Whenever you're in doubt, said a sage I once knew,

Twixt two lines of conduct which course to pursue,

Ask a woman's advice, and whate'er she advise,

Do the very reverse, and you're sure to wise.

Most women were thought to be immoral, and not to be trusted. Bathsheba, the wife of a lowly soldier, submitted to the enticement of the king. It was no shock to people. They doubtless would expect as much. But here in the Song of Solomon, the very son of Bathsheba is trying to repeat the folly of his father David, but instead, he finds resistance, and a woman whose loyalty to love is unbreakable. This Song is in great contrast to the songs of the ancient world. It says, in effect, that if men would love women, rather than use them as mere objects of lust, they become a part of God's plan to exalt the whole race through the lifting power of pure love. Where love is real, women are God's greatest creation.

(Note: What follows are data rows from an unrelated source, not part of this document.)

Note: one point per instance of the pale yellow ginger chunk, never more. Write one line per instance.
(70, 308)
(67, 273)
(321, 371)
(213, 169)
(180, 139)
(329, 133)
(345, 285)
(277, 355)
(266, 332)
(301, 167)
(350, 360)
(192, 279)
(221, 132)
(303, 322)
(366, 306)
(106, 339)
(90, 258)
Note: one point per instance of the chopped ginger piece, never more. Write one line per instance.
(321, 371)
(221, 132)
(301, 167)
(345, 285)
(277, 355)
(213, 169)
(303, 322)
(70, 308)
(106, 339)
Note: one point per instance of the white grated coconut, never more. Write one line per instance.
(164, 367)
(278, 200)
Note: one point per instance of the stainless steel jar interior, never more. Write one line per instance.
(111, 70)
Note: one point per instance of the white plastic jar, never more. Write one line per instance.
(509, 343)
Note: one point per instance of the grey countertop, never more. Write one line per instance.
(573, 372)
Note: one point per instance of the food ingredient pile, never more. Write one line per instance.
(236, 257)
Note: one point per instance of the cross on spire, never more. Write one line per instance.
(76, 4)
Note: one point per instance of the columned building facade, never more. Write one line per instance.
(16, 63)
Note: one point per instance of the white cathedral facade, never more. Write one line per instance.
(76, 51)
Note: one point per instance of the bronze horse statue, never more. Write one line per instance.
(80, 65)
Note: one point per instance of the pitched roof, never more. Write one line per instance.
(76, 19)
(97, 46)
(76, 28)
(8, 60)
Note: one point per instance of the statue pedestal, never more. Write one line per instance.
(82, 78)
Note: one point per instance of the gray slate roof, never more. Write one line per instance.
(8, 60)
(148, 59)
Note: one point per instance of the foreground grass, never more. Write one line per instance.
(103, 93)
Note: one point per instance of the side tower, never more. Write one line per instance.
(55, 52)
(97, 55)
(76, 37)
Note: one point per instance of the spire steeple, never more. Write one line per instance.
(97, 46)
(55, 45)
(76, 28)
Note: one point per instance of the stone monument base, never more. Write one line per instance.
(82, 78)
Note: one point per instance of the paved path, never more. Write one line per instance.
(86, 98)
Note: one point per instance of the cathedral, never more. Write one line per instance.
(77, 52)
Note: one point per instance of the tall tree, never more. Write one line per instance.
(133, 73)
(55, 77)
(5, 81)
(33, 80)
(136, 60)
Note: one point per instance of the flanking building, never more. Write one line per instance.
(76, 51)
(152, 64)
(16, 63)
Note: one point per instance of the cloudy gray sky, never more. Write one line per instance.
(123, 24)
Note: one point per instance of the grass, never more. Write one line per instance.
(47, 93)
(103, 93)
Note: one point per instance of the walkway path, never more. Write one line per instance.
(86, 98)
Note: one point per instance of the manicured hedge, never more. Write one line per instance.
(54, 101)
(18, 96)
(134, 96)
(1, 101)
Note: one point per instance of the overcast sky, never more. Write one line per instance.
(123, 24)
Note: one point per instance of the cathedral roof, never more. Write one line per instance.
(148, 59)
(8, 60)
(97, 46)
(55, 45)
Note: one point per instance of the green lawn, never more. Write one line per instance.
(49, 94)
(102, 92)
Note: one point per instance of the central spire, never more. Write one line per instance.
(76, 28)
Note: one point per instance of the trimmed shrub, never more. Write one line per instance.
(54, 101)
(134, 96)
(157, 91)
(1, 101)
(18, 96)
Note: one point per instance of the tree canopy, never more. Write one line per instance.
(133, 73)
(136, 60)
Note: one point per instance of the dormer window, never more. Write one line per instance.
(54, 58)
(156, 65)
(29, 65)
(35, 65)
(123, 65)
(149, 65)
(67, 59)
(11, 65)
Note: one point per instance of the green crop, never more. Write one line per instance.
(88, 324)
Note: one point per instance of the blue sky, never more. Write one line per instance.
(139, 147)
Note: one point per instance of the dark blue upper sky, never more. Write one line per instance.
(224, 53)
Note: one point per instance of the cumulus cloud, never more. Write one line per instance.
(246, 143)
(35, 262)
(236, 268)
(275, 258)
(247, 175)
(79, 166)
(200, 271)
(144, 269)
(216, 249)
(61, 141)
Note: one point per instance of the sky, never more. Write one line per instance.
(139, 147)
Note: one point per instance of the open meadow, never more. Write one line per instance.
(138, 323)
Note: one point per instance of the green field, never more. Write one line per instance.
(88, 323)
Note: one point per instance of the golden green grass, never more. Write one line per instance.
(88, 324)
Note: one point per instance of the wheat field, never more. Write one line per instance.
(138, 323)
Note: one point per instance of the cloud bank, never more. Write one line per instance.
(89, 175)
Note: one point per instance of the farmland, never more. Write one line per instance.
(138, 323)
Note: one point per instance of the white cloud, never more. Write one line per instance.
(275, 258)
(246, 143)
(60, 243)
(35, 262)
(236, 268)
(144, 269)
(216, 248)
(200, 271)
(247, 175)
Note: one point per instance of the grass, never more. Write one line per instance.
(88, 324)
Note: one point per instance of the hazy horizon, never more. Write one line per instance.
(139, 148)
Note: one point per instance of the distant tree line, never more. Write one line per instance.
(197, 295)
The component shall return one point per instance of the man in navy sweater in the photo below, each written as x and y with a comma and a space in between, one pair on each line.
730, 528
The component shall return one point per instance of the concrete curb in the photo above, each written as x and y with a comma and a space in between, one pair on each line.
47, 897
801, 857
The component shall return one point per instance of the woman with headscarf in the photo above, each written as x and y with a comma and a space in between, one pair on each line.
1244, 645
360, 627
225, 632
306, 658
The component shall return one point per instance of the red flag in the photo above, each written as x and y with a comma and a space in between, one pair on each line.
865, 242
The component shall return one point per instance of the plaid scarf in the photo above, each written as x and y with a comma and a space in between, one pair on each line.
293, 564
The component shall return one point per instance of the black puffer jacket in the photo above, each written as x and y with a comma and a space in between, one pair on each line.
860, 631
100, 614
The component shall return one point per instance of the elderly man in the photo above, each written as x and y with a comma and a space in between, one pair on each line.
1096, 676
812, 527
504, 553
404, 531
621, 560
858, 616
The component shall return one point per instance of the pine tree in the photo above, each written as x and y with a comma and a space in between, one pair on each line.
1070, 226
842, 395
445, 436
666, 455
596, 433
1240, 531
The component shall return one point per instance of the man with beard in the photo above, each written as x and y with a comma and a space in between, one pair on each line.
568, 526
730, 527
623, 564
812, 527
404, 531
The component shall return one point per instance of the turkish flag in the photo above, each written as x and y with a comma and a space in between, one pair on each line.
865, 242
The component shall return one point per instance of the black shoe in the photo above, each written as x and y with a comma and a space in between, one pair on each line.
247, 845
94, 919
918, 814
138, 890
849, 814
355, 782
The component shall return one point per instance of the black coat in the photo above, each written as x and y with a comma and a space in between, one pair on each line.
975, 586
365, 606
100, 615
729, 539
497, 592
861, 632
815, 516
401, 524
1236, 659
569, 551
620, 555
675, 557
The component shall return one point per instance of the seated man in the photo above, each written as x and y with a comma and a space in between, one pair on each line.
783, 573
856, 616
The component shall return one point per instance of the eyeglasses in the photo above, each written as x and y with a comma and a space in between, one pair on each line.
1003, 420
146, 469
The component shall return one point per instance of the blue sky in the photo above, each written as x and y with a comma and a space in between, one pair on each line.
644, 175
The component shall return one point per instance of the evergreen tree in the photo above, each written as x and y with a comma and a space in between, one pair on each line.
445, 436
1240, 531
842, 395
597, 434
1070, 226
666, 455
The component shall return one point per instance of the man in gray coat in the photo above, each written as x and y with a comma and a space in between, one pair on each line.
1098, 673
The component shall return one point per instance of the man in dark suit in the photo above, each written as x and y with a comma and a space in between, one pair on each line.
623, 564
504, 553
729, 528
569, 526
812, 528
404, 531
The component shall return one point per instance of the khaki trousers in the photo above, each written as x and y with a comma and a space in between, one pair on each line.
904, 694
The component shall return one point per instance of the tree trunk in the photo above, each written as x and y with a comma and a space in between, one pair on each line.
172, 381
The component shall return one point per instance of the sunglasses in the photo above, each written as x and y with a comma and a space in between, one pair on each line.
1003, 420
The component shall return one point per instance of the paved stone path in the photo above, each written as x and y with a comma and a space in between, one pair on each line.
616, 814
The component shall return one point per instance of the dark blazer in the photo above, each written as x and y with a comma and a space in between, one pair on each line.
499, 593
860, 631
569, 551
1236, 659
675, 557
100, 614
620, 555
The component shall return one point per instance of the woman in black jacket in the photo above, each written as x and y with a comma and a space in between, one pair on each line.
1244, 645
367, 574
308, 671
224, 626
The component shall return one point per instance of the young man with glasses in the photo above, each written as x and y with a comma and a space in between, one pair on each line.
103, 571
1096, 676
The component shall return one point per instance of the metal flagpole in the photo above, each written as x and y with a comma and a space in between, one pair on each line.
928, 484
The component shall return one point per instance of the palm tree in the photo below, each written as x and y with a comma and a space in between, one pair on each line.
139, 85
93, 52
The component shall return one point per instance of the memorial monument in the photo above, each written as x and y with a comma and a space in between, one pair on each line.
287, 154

O woman, lovely woman, nature made you

to temper man: we had been brutes without you;

Angels are painted fair to look like you;

there's in you all that we believe of heaven,

Amazing brightness, purity, and truth,

Eternal joy, and everlasting love.

The Song of Solomon, by exalting true love, exalts women, and by exalting women it raises the level of men from lust to love, and true love on the romantic level opens the door to the possibility of experiencing the love of God.

Sex is the frosting on the cake of love. Like frosting, it is to make the whole cake attractive so we will eat it. Children will often scoop off the frosting, and leave the cake. This is what immature people do when they separate sex from love. After awhile the sweet frosting gets nauseating, and they fear they are not in love. They haven't even really tasted love, but have only skimmed the surface, and have stayed on the level of lust. Lust we have in common with the animals, and love we have in common with God. If we do not add the Godly dimension of love to our relationship, we miss God's best of what he intended for us on the level of romantic love. Lust leaves people feeling let down, but love lifts and makes them feel fulfilled. Roy Craft wrote,

I love you,

Not only for what you are,

But for what I am,

When I am with you.

If we move from the romantic level of life to the religious level we see the same characteristics are true of love for God. A true love for God is exclusive and exalting. We are commanded to love God with our whole being. We are to love Him so exclusively that nothing outside of the will of God can find any room in our lives. The drive that leads people into the occult, and all sorts of weird man made religions, is spiritual lust. It is the desire for spiritual reality and power solely for the sake of the self. Men like the supernatural to serve them and meet their needs, and this is simply spiritual lust and not love. Lust only wants the other, not for the sake of the other, but for the sake of self.

Many want God for what He can do for them, not because they love Him for Himself, and desire to serve Him, and be like Him.

True love on any level cries out with the Shulamite girl to her lover, "Draw me, we will run after thee and rejoice in thee." Here is desire to be with the lover and delight in him for himself. Love exalts the lover, and true spiritual love for Christ will acknowledge Him as Lord of life, and desire to let Him be sovereign over one's life.

Jesus, Thy boundless love to me

No thought can reach, no tongue declare;

O knit my thankful heart to Thee,

And reign without a rival there.

Submissive love like that leads to exaltation, and those who so yield to Christ prove their love is real. They have the joy of knowing the truth that love is better than wine. Paul said we are not to be drunk with wine, but to be filled with the Spirit. You can be filled with the Spirit by being filled with love for the Lover of our souls. We ought to begin each day with these loving words of longing to Christ-draw me.